Il est vrai que la plupart des étudiants en médecine sont originaires des milieux CSP+ et que dès qu on s attaque au moindre de leurs privilèges ils crient au scandale.
Je ne suis pas du tout de cet avis, la plupart de mes professeurs n avaient que le bac, et dieu sait s il nous ont tout appris! Il est vrai que c était un autre temps où nous ne faisions pas une faute d orthographe et savions compter en entrant au collège ! Mes propos n engagent que moi bien sûr !
Bonjour Madame,
C’était évidemment mieux avant…
De mon temps c’était même au niveau du BEPC comme on l appelait à mon époque ( j ‘ai 68 ans) .
Certes je fais peu de fautes d’orthographe et je me débrouille pas mal en calcul.
Ayant toutefois fait également des études supérieures , ayant des petits enfants scolarisés en école maternelle et primaire et enfin une fille professeure des écoles depuis 15 ans , je pense être légitime pour vous confirmer que le niveau MASTER est totalement justifié compte tenu de la complexité de ce métier .
Le public n est plus le même que celui de mon ( votre) enfance ( enfants mais aussi parents( les problématiques ont évolué.
Personne ne nie que ce qu on nomme les fondamentaux sont indispensables à maîtriser mais au delà, des tâche bien plus ardues et complexes doivent être maîtrisées par les enseignants, tâches qui nécessitent, formation, psychologie, réflexion, je citerai parmi elles :
-Apprendre aux enfants à décrypter l information ( discerner le vrai du faux)

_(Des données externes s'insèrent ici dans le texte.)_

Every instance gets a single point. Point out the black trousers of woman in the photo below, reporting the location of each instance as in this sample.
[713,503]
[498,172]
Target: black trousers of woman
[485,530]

-Développer leur esprit critique
– Expliquer la laïcité
– Apprendre le vivre ensemble
Et je ne parle pas ici de la relation aux parents , qui eux aussi sont les interlocuteurs des enseignants et ce n’est pas la moindre de leurs tâches ( familles recomposées, public instruit , public adepte des réseaux sociaux, public aussi beaucoup moins respectueux du corps enseignant qu’à notre époque…).

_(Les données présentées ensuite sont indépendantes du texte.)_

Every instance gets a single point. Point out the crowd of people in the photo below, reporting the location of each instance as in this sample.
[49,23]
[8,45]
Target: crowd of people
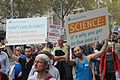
[57,61]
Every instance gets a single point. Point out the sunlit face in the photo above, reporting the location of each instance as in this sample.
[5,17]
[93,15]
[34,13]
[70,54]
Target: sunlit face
[40,64]
[78,51]
[28,52]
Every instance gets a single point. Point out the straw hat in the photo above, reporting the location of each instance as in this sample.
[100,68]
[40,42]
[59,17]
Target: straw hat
[1,46]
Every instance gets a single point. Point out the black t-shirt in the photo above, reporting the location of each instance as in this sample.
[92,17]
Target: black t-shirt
[26,67]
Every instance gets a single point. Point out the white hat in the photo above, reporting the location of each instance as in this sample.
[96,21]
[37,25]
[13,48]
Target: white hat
[44,56]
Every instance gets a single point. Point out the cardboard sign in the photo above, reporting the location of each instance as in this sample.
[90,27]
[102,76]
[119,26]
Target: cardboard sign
[87,27]
[26,31]
[54,32]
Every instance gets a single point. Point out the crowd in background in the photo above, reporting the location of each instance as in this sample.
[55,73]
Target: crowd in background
[56,61]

Pensez vous sérieusement qu il suffise pour être un « bon citoyen », de ne pas faire de faire de fautes d orthographe et de se débrouiller en calcul à l entrée au collège ?
On attend tout des enseignants et on recrute aujourd’hui des contractuels faute de candidats aux concours parceque le métier à été totalement dévalorisé .

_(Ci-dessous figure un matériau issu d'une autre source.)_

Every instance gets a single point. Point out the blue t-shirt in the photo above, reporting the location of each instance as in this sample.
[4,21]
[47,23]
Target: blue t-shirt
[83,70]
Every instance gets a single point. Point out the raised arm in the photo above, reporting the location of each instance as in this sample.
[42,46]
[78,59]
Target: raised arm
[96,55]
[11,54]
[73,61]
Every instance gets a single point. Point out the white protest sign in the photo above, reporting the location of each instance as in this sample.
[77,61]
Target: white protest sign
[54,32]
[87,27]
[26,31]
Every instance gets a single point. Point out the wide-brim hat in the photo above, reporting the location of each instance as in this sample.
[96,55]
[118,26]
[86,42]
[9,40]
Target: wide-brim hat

Il en va de l avenir de notre nation et vous ne voyez pas l intérêt de valoriser leur formation!!
Madame, avec tout le respect que je vous dois, je pense que vous êtes totalement » à côté de la plaque «
C’était évidemment mieux avant
Comme chacun sait, il suffit pour être un » bon citoyen » de savoir lire et écrire .
Idem pour celui qui n’a pour charge que de transmettre ce savoir
Je pense qu’il y a une incompréhension de la réforme de votre part. La réforme c’est le concours en bac +3 mais avec derrière l’obligation de faire un master sinon le concours est invalidé. Cela permet aux étudiants d’être fonctionnaires stagiaires en bac +4 et bac +5. Si l’étudiant a le concours et s’arrête au bac +3, son concours n’est pas valide.
Il n y a pas incompréhension et pour connaître ma position je vous invite à lire la réponse que j aidaite à Valentin
Merci à vous
Entièrement d’accord avec vous
Si ce n est le but recherché ( et ça l’est à mon avis: cf ma réponse à Valentin) ce sera le résultat
Vous n’avez rien compris… Le recrutement se ferait à bac+3, mais le master est toujours a suivre ensuite, donc le niveau de formation serait bien le même… A savoir bac + 5.